Memang itu ide ambisius, yang tidak mungkin terjadi tanpa pemimpin Israel dan pemimpin Palestina yang percaya pada proyek tersebut.

Amerika dapat menengahi, meskipun mereka harus adil, sesuatu yang belum pernah mereka lakukan sebelumnya.

Kedua belah pihak harus siap berkompromi dengan mengorbankan keyakinan berharga yang dipegang masing-masing, terutama mengenai wilayah.

Badai politik akan melanda para pemimpin yang siap mengambil risiko untuk berdamai.

Perdana Menteri Israel Yitzhak Rabin dibunuh oleh seorang ekstremis Yahudi pada 1995 ketika ia mencoba untuk berdamai dengan Palestina. Seorang ekstremis Islam membunuh Presiden Mesir Anwar Sadat karena ia berdamai dengan Israel.

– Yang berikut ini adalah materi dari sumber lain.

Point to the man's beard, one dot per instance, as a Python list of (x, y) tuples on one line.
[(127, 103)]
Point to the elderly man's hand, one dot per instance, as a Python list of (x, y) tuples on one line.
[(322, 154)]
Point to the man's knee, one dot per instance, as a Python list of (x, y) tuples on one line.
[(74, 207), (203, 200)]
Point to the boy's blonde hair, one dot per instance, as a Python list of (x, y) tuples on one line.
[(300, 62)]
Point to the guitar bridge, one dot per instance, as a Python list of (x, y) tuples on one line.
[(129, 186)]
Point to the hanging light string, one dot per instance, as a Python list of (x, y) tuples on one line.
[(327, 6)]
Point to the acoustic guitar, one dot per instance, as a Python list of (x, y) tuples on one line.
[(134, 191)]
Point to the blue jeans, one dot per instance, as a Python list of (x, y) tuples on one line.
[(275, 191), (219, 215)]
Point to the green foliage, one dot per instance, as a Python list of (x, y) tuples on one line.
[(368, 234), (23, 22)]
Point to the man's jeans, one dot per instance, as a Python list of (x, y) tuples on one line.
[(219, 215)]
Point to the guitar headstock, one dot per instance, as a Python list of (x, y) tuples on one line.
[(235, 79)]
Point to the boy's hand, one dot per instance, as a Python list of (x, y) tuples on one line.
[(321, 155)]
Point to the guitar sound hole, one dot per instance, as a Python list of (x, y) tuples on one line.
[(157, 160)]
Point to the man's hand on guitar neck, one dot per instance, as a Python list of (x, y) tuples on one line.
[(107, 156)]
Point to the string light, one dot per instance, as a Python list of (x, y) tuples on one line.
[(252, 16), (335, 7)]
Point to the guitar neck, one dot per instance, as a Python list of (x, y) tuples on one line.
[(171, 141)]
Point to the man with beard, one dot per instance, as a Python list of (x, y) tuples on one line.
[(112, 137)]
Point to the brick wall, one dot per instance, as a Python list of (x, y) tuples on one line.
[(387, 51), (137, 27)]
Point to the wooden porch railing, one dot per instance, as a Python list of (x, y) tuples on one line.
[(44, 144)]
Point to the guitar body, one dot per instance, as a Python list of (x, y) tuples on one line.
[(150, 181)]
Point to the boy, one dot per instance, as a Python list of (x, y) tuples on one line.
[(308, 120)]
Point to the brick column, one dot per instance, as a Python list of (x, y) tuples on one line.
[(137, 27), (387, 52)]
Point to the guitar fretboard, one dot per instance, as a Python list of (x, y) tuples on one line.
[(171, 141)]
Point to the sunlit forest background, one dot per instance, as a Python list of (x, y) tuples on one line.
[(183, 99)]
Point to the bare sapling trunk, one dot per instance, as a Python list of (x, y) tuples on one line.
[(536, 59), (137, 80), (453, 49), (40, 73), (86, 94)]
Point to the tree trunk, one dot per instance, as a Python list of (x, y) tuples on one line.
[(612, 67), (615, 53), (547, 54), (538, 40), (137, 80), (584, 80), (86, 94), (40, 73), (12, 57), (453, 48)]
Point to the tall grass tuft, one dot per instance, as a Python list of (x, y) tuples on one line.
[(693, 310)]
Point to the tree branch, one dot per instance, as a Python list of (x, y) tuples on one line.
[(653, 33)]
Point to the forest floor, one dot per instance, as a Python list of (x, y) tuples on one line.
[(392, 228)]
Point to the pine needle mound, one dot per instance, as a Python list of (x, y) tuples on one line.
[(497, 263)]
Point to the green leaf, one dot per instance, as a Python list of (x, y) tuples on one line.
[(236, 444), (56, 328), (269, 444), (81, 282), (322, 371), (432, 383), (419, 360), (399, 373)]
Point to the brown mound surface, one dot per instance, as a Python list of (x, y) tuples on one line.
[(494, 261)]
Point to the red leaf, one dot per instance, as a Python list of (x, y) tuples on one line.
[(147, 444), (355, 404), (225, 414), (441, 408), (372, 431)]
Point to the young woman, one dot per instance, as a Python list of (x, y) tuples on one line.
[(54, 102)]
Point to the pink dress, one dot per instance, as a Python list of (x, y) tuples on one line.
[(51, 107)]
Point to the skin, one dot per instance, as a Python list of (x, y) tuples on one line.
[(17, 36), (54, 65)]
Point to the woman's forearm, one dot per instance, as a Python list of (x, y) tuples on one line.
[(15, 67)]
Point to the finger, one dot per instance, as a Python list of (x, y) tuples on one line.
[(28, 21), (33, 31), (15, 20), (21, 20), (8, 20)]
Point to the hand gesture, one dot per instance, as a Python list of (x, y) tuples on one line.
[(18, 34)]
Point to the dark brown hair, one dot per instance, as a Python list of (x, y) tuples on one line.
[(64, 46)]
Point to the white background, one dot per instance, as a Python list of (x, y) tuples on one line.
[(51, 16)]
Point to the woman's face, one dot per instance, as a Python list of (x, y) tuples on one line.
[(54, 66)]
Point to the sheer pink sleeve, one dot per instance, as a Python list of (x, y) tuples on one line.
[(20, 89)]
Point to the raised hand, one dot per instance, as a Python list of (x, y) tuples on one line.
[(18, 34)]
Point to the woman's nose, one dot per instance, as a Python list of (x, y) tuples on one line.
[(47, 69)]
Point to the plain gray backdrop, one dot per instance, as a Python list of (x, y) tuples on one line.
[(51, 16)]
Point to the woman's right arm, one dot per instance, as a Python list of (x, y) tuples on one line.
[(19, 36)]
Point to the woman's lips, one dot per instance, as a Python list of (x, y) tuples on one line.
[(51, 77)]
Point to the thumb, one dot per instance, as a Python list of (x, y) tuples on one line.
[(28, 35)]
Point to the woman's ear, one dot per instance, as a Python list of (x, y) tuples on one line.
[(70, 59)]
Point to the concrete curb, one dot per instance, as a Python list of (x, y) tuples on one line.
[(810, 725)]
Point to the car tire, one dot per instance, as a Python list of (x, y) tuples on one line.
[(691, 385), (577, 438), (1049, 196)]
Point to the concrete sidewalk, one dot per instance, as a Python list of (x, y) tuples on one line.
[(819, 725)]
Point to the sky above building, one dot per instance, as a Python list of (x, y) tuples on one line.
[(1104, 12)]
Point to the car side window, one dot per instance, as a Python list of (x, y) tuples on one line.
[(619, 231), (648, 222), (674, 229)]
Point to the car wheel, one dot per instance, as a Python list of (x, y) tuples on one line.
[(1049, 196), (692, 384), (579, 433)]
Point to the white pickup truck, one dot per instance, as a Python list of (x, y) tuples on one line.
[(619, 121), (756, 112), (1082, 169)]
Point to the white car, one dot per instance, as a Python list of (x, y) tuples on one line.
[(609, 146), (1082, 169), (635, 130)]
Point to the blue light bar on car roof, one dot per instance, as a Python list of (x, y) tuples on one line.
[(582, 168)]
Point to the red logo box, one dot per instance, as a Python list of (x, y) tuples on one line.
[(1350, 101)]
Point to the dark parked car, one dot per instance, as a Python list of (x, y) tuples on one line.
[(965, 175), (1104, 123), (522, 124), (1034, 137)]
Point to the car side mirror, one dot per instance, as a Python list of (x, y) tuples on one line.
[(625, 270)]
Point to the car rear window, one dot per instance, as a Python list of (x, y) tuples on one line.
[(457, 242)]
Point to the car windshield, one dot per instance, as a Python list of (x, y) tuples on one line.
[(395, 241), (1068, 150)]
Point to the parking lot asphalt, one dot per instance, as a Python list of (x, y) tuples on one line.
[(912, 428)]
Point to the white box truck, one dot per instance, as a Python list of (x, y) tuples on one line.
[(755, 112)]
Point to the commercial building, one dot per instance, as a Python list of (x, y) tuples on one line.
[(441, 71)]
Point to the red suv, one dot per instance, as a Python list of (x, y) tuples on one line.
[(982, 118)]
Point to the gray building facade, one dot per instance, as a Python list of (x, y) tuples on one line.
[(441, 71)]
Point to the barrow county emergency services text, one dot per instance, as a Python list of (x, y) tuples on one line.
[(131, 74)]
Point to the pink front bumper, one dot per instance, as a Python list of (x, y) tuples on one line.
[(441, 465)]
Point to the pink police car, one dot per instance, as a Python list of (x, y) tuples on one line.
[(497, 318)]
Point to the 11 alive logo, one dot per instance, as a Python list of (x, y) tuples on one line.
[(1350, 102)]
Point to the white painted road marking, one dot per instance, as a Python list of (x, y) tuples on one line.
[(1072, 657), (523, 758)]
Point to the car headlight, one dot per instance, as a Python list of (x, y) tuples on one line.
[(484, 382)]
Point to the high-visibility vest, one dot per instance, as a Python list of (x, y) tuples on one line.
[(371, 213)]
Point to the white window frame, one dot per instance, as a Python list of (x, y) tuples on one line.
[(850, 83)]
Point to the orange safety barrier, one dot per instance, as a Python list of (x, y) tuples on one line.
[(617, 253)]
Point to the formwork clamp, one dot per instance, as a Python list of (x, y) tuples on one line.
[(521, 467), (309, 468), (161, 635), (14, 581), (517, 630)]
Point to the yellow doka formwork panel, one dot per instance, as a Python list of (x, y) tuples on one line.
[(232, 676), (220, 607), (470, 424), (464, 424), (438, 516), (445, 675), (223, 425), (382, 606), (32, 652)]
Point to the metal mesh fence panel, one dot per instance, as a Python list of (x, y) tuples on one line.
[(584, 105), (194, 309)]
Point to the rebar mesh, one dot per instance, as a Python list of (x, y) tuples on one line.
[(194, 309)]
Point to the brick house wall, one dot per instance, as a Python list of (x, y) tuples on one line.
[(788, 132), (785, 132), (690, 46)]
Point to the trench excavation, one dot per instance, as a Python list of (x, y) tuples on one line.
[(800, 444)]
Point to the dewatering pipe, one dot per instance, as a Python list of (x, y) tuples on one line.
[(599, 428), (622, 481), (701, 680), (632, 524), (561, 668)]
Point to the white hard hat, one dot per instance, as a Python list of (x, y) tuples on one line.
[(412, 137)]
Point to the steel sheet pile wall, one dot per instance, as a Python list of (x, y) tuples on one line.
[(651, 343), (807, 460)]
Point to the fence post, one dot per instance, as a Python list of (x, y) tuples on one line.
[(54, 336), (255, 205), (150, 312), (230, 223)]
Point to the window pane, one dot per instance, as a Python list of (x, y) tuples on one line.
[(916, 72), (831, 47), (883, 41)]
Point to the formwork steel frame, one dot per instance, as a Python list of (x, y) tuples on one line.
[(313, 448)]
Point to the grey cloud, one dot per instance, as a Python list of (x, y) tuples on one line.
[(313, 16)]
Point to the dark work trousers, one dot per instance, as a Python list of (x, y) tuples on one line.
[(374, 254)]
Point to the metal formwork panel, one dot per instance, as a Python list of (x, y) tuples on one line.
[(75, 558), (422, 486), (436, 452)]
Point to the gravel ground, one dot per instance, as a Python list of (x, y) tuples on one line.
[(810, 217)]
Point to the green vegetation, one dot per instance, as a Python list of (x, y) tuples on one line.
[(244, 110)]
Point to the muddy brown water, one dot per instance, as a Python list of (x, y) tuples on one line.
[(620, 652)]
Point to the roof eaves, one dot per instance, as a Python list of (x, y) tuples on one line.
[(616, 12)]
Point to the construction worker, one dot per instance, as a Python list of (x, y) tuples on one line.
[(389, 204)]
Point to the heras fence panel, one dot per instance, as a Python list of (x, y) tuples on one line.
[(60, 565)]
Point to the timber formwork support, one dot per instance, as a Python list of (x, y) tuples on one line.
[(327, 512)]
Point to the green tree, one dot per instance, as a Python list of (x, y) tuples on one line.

Bagaimanapun, perang di Gaza harus berakhir sesegera mungkin. Jika merambat lebih jauh, skenario terburuk dapat berupa warga Palestina yang hilang harapan melintasi perbatasan Mesir ketika tank-tank Israel mendekat.

Kemudian, akan terjadi eskalasi perang skala besar dari pertukaran lintas batas saat ini antara Israel dan kelompok milisi Lebanon, Hizbullah.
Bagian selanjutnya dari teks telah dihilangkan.